Extended Data Fig. 10: A possible mechanism of HELQ function in HR and SSA.

HR, In HR, following DSB, 5′ DNA ends are resected by nucleases, which generates RPA-coated 3′ overhangs. RPA is displaced by RAD51 giving rise to presynaptic nucleoprotein filament formation. This RAD51-filament invades homologous DNA duplex through its 3′ end. DNA invasion result in D-loop formation, which is extended by DNA synthesis. If the SDSA pathway is invoked, HELQ can disrupt the D-loop to displace and/or anneal the extended strand with the broken duplex via its helicase and strand annealing activities.

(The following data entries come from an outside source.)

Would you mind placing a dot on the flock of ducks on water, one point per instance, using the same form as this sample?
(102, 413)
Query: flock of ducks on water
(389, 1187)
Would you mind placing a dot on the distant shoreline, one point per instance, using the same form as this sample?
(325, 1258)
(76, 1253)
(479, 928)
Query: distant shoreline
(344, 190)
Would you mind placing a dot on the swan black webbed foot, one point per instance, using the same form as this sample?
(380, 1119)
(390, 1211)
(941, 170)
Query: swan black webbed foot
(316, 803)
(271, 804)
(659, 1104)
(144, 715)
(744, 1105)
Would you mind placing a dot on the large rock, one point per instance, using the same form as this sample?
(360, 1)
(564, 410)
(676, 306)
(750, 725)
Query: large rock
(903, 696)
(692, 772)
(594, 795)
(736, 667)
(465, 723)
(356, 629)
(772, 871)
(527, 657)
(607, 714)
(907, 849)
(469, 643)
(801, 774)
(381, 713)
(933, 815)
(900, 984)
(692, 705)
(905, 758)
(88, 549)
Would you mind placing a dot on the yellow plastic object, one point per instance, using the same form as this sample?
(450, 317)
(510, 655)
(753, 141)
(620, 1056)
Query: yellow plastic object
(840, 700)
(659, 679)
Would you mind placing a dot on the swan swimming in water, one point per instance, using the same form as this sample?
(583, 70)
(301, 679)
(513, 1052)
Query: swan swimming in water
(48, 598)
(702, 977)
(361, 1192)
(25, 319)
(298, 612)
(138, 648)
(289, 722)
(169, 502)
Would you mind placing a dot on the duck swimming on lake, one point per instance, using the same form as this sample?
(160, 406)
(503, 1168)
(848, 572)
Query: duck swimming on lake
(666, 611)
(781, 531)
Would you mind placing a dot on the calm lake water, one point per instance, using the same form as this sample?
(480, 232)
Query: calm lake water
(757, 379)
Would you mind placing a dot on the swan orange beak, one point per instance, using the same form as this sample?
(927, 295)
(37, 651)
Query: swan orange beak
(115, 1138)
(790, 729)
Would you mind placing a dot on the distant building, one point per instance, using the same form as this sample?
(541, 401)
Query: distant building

Alternatively, in DSBR, the D-loop can be greatly extended and RPA-coated DNA strands in D-loop and second 3′ overhang can be captured by HELQ. During this second-end capture step, HELQ strips RPA from ssDNA and anneals complementary DNA strands together to prime DNA synthesis, restoring the broken DNA and resulting in either crossover or non-crossover products. SSA, similar to HR, longer RPA-coated 3′ overhangs can be captured by HELQ. Post capture, HELQ strips RPA from both ssDNAs and actively anneals the DNA strands together using base-pairing. The remaining flaps are cleaved, and nicks are ligated by specific nuclease and ligases completing the DSB repair reaction.